イブイブを迎えて浮かれ気分の恋人たち。彼女とその恋人も例外ではなかった。彼女は恋人に耳掃除をねだり、いつも通りこころよく承諾された。右耳では"CHRISTMAS JAZZ"と書かれたプレイリストを聴き、左耳ではこそこそと綿棒の動く音を聞いた。
突然の痛みを感じたのは、右の耳掃除も終盤であった。
もう一度言う。彼女たちは世の恋人たちに漏れず浮かれていた。夕食には美味しいハンバーグと少しのワインを頂いていた。
彼女は悶えた。対して恋人は、え、そんなに痛かった?と疑問を投げかけてくる。気分を害した彼女は、大げさにリアクションしておいた。

12月24日
クリスマスイブ。恋人の家でパーティーが催された。彼女たちも含め4組のカップルが参加した。ビールで乾杯し、ホットワインでお開きになった。一番おいしかったのはクリスマス限定の贅沢カニのピザだった。
彼女は帰る間際、耳に違和感を覚えた。恋人を粗雑に扱うくらいには機嫌が悪い。
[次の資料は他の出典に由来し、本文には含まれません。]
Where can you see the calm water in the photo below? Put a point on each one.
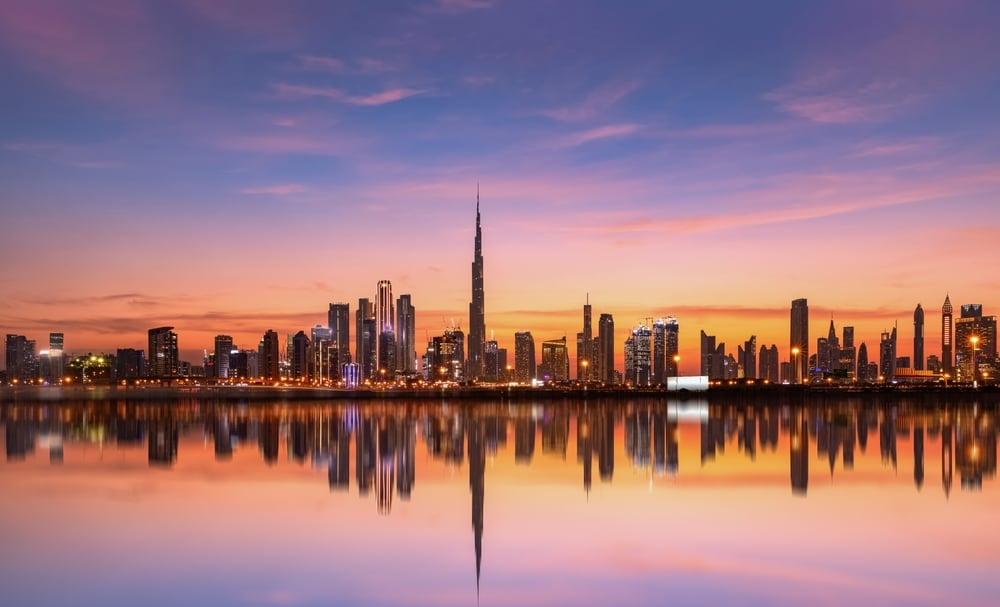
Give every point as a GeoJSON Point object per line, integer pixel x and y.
{"type": "Point", "coordinates": [645, 502]}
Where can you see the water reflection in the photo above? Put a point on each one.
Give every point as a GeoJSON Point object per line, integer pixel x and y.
{"type": "Point", "coordinates": [664, 441]}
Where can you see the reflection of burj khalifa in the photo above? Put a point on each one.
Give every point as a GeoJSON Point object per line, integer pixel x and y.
{"type": "Point", "coordinates": [477, 472]}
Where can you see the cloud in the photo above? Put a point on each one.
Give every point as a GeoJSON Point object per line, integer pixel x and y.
{"type": "Point", "coordinates": [372, 99]}
{"type": "Point", "coordinates": [595, 104]}
{"type": "Point", "coordinates": [453, 7]}
{"type": "Point", "coordinates": [836, 97]}
{"type": "Point", "coordinates": [610, 131]}
{"type": "Point", "coordinates": [281, 189]}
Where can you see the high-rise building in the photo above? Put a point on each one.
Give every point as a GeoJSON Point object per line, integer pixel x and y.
{"type": "Point", "coordinates": [491, 362]}
{"type": "Point", "coordinates": [129, 364]}
{"type": "Point", "coordinates": [269, 356]}
{"type": "Point", "coordinates": [918, 338]}
{"type": "Point", "coordinates": [799, 340]}
{"type": "Point", "coordinates": [365, 336]}
{"type": "Point", "coordinates": [769, 367]}
{"type": "Point", "coordinates": [947, 335]}
{"type": "Point", "coordinates": [887, 355]}
{"type": "Point", "coordinates": [477, 307]}
{"type": "Point", "coordinates": [524, 357]}
{"type": "Point", "coordinates": [223, 347]}
{"type": "Point", "coordinates": [606, 347]}
{"type": "Point", "coordinates": [56, 357]}
{"type": "Point", "coordinates": [586, 363]}
{"type": "Point", "coordinates": [748, 360]}
{"type": "Point", "coordinates": [384, 317]}
{"type": "Point", "coordinates": [406, 335]}
{"type": "Point", "coordinates": [338, 318]}
{"type": "Point", "coordinates": [639, 356]}
{"type": "Point", "coordinates": [20, 359]}
{"type": "Point", "coordinates": [862, 372]}
{"type": "Point", "coordinates": [975, 343]}
{"type": "Point", "coordinates": [555, 360]}
{"type": "Point", "coordinates": [300, 356]}
{"type": "Point", "coordinates": [164, 360]}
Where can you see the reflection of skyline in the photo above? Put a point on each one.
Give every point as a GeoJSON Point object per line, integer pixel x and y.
{"type": "Point", "coordinates": [653, 436]}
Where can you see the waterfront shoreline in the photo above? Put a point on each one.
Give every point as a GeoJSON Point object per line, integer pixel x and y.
{"type": "Point", "coordinates": [24, 394]}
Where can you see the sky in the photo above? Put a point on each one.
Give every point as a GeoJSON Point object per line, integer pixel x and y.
{"type": "Point", "coordinates": [233, 166]}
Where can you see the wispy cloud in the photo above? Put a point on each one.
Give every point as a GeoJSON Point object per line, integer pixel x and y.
{"type": "Point", "coordinates": [281, 189]}
{"type": "Point", "coordinates": [372, 99]}
{"type": "Point", "coordinates": [594, 104]}
{"type": "Point", "coordinates": [837, 97]}
{"type": "Point", "coordinates": [609, 131]}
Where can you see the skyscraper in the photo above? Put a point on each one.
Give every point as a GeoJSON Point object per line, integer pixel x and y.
{"type": "Point", "coordinates": [338, 318]}
{"type": "Point", "coordinates": [555, 360]}
{"type": "Point", "coordinates": [163, 354]}
{"type": "Point", "coordinates": [406, 335]}
{"type": "Point", "coordinates": [918, 338]}
{"type": "Point", "coordinates": [586, 364]}
{"type": "Point", "coordinates": [477, 307]}
{"type": "Point", "coordinates": [223, 347]}
{"type": "Point", "coordinates": [524, 357]}
{"type": "Point", "coordinates": [887, 355]}
{"type": "Point", "coordinates": [799, 340]}
{"type": "Point", "coordinates": [269, 356]}
{"type": "Point", "coordinates": [606, 341]}
{"type": "Point", "coordinates": [384, 318]}
{"type": "Point", "coordinates": [947, 335]}
{"type": "Point", "coordinates": [364, 335]}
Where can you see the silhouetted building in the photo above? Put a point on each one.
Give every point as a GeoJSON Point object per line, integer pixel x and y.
{"type": "Point", "coordinates": [606, 347]}
{"type": "Point", "coordinates": [477, 307]}
{"type": "Point", "coordinates": [799, 341]}
{"type": "Point", "coordinates": [555, 360]}
{"type": "Point", "coordinates": [947, 337]}
{"type": "Point", "coordinates": [524, 357]}
{"type": "Point", "coordinates": [406, 335]}
{"type": "Point", "coordinates": [163, 353]}
{"type": "Point", "coordinates": [918, 338]}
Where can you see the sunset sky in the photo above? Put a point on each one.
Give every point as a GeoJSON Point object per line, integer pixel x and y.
{"type": "Point", "coordinates": [233, 166]}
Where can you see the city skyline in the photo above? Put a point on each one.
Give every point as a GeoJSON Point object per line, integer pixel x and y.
{"type": "Point", "coordinates": [863, 139]}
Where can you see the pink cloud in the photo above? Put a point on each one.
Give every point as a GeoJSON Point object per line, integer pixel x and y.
{"type": "Point", "coordinates": [373, 99]}
{"type": "Point", "coordinates": [835, 97]}
{"type": "Point", "coordinates": [595, 104]}
{"type": "Point", "coordinates": [281, 189]}
{"type": "Point", "coordinates": [610, 131]}
{"type": "Point", "coordinates": [108, 50]}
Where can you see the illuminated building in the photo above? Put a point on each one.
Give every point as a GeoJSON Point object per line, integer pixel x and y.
{"type": "Point", "coordinates": [606, 347]}
{"type": "Point", "coordinates": [975, 343]}
{"type": "Point", "coordinates": [586, 358]}
{"type": "Point", "coordinates": [918, 338]}
{"type": "Point", "coordinates": [300, 356]}
{"type": "Point", "coordinates": [364, 336]}
{"type": "Point", "coordinates": [164, 361]}
{"type": "Point", "coordinates": [129, 364]}
{"type": "Point", "coordinates": [639, 357]}
{"type": "Point", "coordinates": [491, 362]}
{"type": "Point", "coordinates": [477, 307]}
{"type": "Point", "coordinates": [947, 336]}
{"type": "Point", "coordinates": [338, 318]}
{"type": "Point", "coordinates": [799, 340]}
{"type": "Point", "coordinates": [555, 360]}
{"type": "Point", "coordinates": [223, 346]}
{"type": "Point", "coordinates": [269, 357]}
{"type": "Point", "coordinates": [406, 328]}
{"type": "Point", "coordinates": [524, 357]}
{"type": "Point", "coordinates": [887, 354]}
{"type": "Point", "coordinates": [384, 318]}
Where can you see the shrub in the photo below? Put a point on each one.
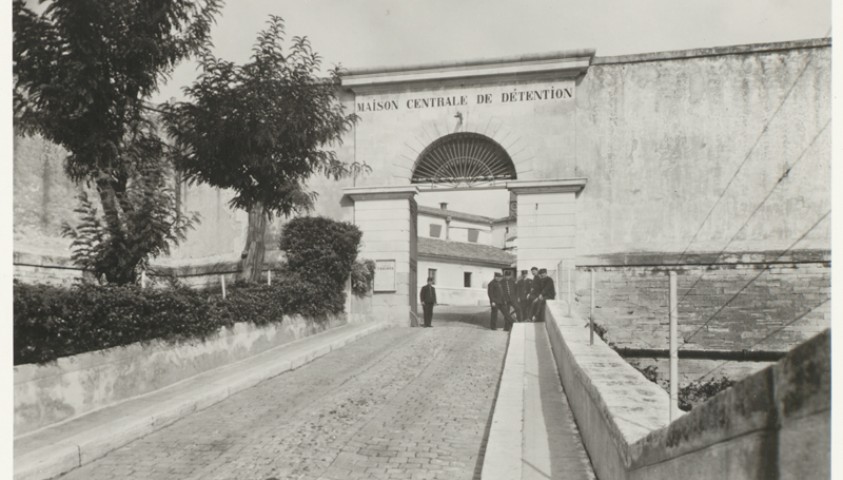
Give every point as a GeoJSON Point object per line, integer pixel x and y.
{"type": "Point", "coordinates": [692, 394]}
{"type": "Point", "coordinates": [52, 322]}
{"type": "Point", "coordinates": [696, 393]}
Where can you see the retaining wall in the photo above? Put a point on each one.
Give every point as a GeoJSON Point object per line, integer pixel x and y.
{"type": "Point", "coordinates": [631, 301]}
{"type": "Point", "coordinates": [774, 424]}
{"type": "Point", "coordinates": [76, 385]}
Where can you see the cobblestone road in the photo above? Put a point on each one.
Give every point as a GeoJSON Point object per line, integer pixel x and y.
{"type": "Point", "coordinates": [399, 404]}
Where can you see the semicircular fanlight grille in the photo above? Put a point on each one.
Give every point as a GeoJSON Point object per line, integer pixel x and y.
{"type": "Point", "coordinates": [463, 160]}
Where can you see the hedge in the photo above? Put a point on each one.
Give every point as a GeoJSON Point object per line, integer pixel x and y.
{"type": "Point", "coordinates": [53, 322]}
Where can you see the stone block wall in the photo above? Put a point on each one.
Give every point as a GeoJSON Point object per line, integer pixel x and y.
{"type": "Point", "coordinates": [771, 306]}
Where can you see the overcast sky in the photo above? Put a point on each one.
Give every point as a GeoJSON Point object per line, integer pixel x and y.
{"type": "Point", "coordinates": [370, 33]}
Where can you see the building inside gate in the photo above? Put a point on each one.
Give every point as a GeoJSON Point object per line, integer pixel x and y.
{"type": "Point", "coordinates": [714, 161]}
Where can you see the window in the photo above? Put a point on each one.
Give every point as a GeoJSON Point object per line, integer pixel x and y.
{"type": "Point", "coordinates": [473, 234]}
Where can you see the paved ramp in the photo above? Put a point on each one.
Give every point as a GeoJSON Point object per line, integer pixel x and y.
{"type": "Point", "coordinates": [531, 402]}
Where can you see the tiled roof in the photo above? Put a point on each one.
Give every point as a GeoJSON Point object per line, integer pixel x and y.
{"type": "Point", "coordinates": [469, 217]}
{"type": "Point", "coordinates": [433, 247]}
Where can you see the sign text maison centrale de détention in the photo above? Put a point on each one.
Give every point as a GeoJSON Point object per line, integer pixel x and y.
{"type": "Point", "coordinates": [551, 93]}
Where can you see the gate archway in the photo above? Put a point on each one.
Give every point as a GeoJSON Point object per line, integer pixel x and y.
{"type": "Point", "coordinates": [463, 159]}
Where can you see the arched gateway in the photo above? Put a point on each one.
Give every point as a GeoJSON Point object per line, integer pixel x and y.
{"type": "Point", "coordinates": [463, 159]}
{"type": "Point", "coordinates": [416, 145]}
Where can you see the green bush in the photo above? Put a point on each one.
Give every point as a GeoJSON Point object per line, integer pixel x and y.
{"type": "Point", "coordinates": [52, 322]}
{"type": "Point", "coordinates": [321, 250]}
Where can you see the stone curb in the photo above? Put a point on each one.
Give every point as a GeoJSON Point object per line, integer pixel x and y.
{"type": "Point", "coordinates": [71, 453]}
{"type": "Point", "coordinates": [503, 449]}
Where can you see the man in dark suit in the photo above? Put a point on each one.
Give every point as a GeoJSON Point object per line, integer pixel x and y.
{"type": "Point", "coordinates": [428, 299]}
{"type": "Point", "coordinates": [510, 298]}
{"type": "Point", "coordinates": [522, 294]}
{"type": "Point", "coordinates": [547, 292]}
{"type": "Point", "coordinates": [497, 301]}
{"type": "Point", "coordinates": [535, 289]}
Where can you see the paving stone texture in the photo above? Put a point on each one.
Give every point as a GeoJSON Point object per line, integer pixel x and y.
{"type": "Point", "coordinates": [403, 403]}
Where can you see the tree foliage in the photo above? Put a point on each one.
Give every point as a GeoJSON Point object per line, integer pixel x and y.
{"type": "Point", "coordinates": [262, 128]}
{"type": "Point", "coordinates": [83, 71]}
{"type": "Point", "coordinates": [150, 227]}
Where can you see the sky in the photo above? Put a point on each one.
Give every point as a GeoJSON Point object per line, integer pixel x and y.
{"type": "Point", "coordinates": [373, 33]}
{"type": "Point", "coordinates": [376, 33]}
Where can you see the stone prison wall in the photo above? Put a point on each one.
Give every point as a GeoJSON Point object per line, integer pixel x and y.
{"type": "Point", "coordinates": [766, 306]}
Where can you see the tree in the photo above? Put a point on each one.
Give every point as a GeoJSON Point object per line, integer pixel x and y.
{"type": "Point", "coordinates": [83, 72]}
{"type": "Point", "coordinates": [262, 129]}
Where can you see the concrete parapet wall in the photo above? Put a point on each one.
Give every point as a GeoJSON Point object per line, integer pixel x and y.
{"type": "Point", "coordinates": [76, 385]}
{"type": "Point", "coordinates": [775, 424]}
{"type": "Point", "coordinates": [613, 404]}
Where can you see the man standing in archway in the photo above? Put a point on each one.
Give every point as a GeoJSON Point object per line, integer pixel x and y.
{"type": "Point", "coordinates": [522, 290]}
{"type": "Point", "coordinates": [428, 299]}
{"type": "Point", "coordinates": [498, 302]}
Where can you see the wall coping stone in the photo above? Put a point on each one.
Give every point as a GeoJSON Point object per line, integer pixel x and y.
{"type": "Point", "coordinates": [794, 389]}
{"type": "Point", "coordinates": [715, 51]}
{"type": "Point", "coordinates": [670, 259]}
{"type": "Point", "coordinates": [570, 63]}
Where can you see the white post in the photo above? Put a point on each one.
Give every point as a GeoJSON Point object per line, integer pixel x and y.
{"type": "Point", "coordinates": [591, 313]}
{"type": "Point", "coordinates": [674, 349]}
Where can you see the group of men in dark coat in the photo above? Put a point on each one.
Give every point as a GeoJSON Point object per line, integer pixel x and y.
{"type": "Point", "coordinates": [527, 296]}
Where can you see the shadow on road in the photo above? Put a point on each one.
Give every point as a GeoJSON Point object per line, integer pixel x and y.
{"type": "Point", "coordinates": [459, 316]}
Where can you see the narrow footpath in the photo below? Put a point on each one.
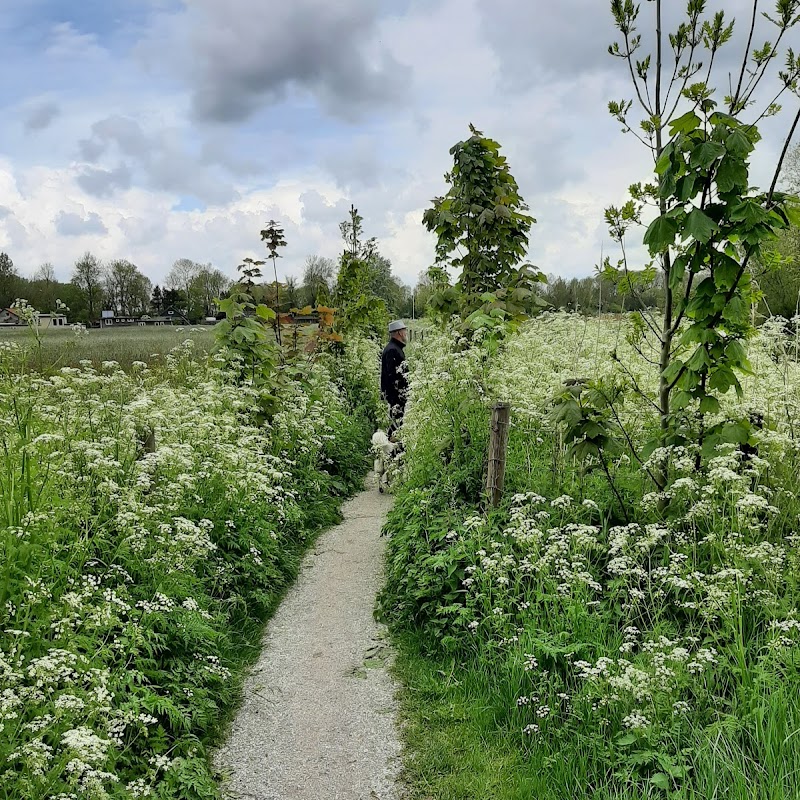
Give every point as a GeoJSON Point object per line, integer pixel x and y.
{"type": "Point", "coordinates": [318, 718]}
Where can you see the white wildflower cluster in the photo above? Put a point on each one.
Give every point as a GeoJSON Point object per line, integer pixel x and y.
{"type": "Point", "coordinates": [146, 485]}
{"type": "Point", "coordinates": [716, 551]}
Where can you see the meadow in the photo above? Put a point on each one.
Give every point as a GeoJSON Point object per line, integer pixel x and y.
{"type": "Point", "coordinates": [593, 637]}
{"type": "Point", "coordinates": [64, 347]}
{"type": "Point", "coordinates": [151, 517]}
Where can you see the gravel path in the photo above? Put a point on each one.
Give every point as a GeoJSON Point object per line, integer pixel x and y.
{"type": "Point", "coordinates": [318, 716]}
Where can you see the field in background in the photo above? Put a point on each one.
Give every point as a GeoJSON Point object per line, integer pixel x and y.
{"type": "Point", "coordinates": [65, 348]}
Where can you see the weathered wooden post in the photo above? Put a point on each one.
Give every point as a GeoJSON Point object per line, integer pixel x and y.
{"type": "Point", "coordinates": [498, 449]}
{"type": "Point", "coordinates": [147, 441]}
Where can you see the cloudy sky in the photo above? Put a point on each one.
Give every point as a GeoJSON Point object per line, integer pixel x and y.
{"type": "Point", "coordinates": [161, 129]}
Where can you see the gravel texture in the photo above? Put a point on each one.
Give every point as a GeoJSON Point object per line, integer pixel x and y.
{"type": "Point", "coordinates": [318, 718]}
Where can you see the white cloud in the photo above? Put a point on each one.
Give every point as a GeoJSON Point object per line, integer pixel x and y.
{"type": "Point", "coordinates": [254, 110]}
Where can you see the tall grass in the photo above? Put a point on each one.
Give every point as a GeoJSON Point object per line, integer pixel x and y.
{"type": "Point", "coordinates": [63, 347]}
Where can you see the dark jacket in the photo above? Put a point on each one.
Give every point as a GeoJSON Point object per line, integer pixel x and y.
{"type": "Point", "coordinates": [394, 384]}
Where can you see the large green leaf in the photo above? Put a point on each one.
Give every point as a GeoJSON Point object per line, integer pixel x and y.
{"type": "Point", "coordinates": [684, 124]}
{"type": "Point", "coordinates": [699, 226]}
{"type": "Point", "coordinates": [661, 234]}
{"type": "Point", "coordinates": [738, 144]}
{"type": "Point", "coordinates": [706, 154]}
{"type": "Point", "coordinates": [731, 175]}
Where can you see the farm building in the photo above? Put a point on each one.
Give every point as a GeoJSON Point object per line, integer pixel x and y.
{"type": "Point", "coordinates": [11, 318]}
{"type": "Point", "coordinates": [171, 317]}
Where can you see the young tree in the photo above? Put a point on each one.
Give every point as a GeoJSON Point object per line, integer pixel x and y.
{"type": "Point", "coordinates": [709, 223]}
{"type": "Point", "coordinates": [358, 308]}
{"type": "Point", "coordinates": [207, 287]}
{"type": "Point", "coordinates": [157, 300]}
{"type": "Point", "coordinates": [273, 238]}
{"type": "Point", "coordinates": [292, 292]}
{"type": "Point", "coordinates": [482, 233]}
{"type": "Point", "coordinates": [180, 278]}
{"type": "Point", "coordinates": [44, 292]}
{"type": "Point", "coordinates": [10, 281]}
{"type": "Point", "coordinates": [318, 278]}
{"type": "Point", "coordinates": [87, 277]}
{"type": "Point", "coordinates": [127, 290]}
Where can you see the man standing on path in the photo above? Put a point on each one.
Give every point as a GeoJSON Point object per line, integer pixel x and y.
{"type": "Point", "coordinates": [394, 384]}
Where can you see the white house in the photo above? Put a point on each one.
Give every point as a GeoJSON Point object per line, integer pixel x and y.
{"type": "Point", "coordinates": [11, 318]}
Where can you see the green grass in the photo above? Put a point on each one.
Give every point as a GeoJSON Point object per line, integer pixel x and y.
{"type": "Point", "coordinates": [454, 749]}
{"type": "Point", "coordinates": [64, 348]}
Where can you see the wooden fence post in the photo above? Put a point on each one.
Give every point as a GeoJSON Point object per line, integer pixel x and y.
{"type": "Point", "coordinates": [498, 449]}
{"type": "Point", "coordinates": [147, 441]}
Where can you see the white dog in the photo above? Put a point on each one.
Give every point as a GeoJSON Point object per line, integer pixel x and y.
{"type": "Point", "coordinates": [384, 450]}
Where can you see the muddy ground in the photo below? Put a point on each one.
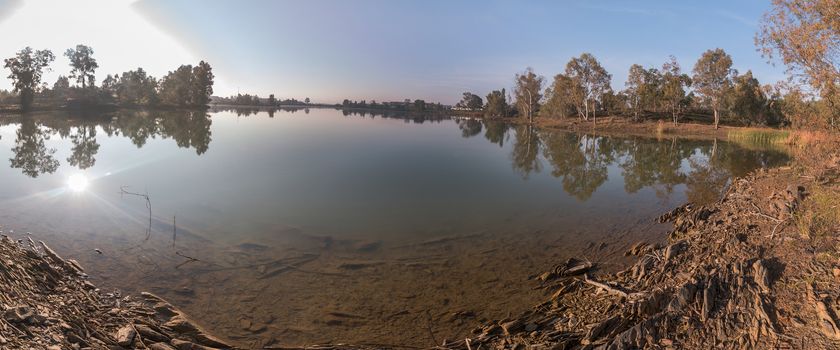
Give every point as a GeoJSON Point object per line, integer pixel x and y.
{"type": "Point", "coordinates": [758, 269]}
{"type": "Point", "coordinates": [48, 303]}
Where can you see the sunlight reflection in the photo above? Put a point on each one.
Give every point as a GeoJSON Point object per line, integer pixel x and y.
{"type": "Point", "coordinates": [77, 182]}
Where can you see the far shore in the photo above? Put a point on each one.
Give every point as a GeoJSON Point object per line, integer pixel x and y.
{"type": "Point", "coordinates": [608, 125]}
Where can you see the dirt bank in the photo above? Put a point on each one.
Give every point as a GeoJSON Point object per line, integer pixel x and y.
{"type": "Point", "coordinates": [758, 269]}
{"type": "Point", "coordinates": [649, 128]}
{"type": "Point", "coordinates": [48, 303]}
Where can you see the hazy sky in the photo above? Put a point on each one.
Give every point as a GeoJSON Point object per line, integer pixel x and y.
{"type": "Point", "coordinates": [381, 49]}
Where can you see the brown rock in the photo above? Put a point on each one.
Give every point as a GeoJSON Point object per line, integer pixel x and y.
{"type": "Point", "coordinates": [180, 324]}
{"type": "Point", "coordinates": [125, 336]}
{"type": "Point", "coordinates": [209, 340]}
{"type": "Point", "coordinates": [147, 333]}
{"type": "Point", "coordinates": [161, 346]}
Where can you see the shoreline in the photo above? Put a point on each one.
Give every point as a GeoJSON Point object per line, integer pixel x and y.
{"type": "Point", "coordinates": [745, 272]}
{"type": "Point", "coordinates": [48, 303]}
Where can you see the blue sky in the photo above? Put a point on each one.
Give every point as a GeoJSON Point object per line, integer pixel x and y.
{"type": "Point", "coordinates": [432, 49]}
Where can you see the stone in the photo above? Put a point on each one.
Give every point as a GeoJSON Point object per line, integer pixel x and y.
{"type": "Point", "coordinates": [147, 332]}
{"type": "Point", "coordinates": [512, 326]}
{"type": "Point", "coordinates": [244, 323]}
{"type": "Point", "coordinates": [125, 336]}
{"type": "Point", "coordinates": [674, 249]}
{"type": "Point", "coordinates": [180, 324]}
{"type": "Point", "coordinates": [161, 346]}
{"type": "Point", "coordinates": [761, 275]}
{"type": "Point", "coordinates": [209, 340]}
{"type": "Point", "coordinates": [18, 314]}
{"type": "Point", "coordinates": [181, 344]}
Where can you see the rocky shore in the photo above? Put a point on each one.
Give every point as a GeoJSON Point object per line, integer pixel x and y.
{"type": "Point", "coordinates": [48, 303]}
{"type": "Point", "coordinates": [758, 269]}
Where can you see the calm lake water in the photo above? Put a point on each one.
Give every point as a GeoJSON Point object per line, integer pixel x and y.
{"type": "Point", "coordinates": [320, 225]}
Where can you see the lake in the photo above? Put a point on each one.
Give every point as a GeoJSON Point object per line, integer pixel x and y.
{"type": "Point", "coordinates": [306, 226]}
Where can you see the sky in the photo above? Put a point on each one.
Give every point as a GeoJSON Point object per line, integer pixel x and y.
{"type": "Point", "coordinates": [382, 50]}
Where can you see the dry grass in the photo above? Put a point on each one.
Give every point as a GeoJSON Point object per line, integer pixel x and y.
{"type": "Point", "coordinates": [820, 213]}
{"type": "Point", "coordinates": [660, 129]}
{"type": "Point", "coordinates": [753, 137]}
{"type": "Point", "coordinates": [807, 138]}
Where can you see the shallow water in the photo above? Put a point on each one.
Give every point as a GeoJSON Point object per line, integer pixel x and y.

負けじと恋人も癇癪を起こした。少しの緊張感と気遣いを置いて、皆帰っていった。
上手く眠れず、彼女は次の日のバイトに遅刻した。

12月27日
昼は大学に赴き年内の研究納めをした。夜の忘年会前に耳鼻科に行った。
前日の朝、耳鼻科にはインフルエンザかもしくはコロナの疑いのある多くの子供がいた。彼女は一時間近く待ったが、次の予定までの時間が迫っていたためキャンセルして帰った。
医者は丁寧に状態を絵に描いて説明し、大事はない、といった。そして、こうとも言った。
「鼓膜は破れている」

こうして、彼女は22歳の年の瀬に恋人に鼓膜を破かれる不運な女となり、彼は恋人の鼓膜を破いてしまった不運な男となった。

この話に、蛇足を加える。

彼女が12月29日に読み始め、ちょうど12月30日に読み終えた小説の一節を引用する。

ところがある夜、僕は耳掃除の最中にくしゃみをした。そしてその瞬間に両方の耳がほとんど聞こえなくなってしまった。

村上春樹「1973年のピンボール」

何故このタイミングでこの本を読む気になったのか、分からない。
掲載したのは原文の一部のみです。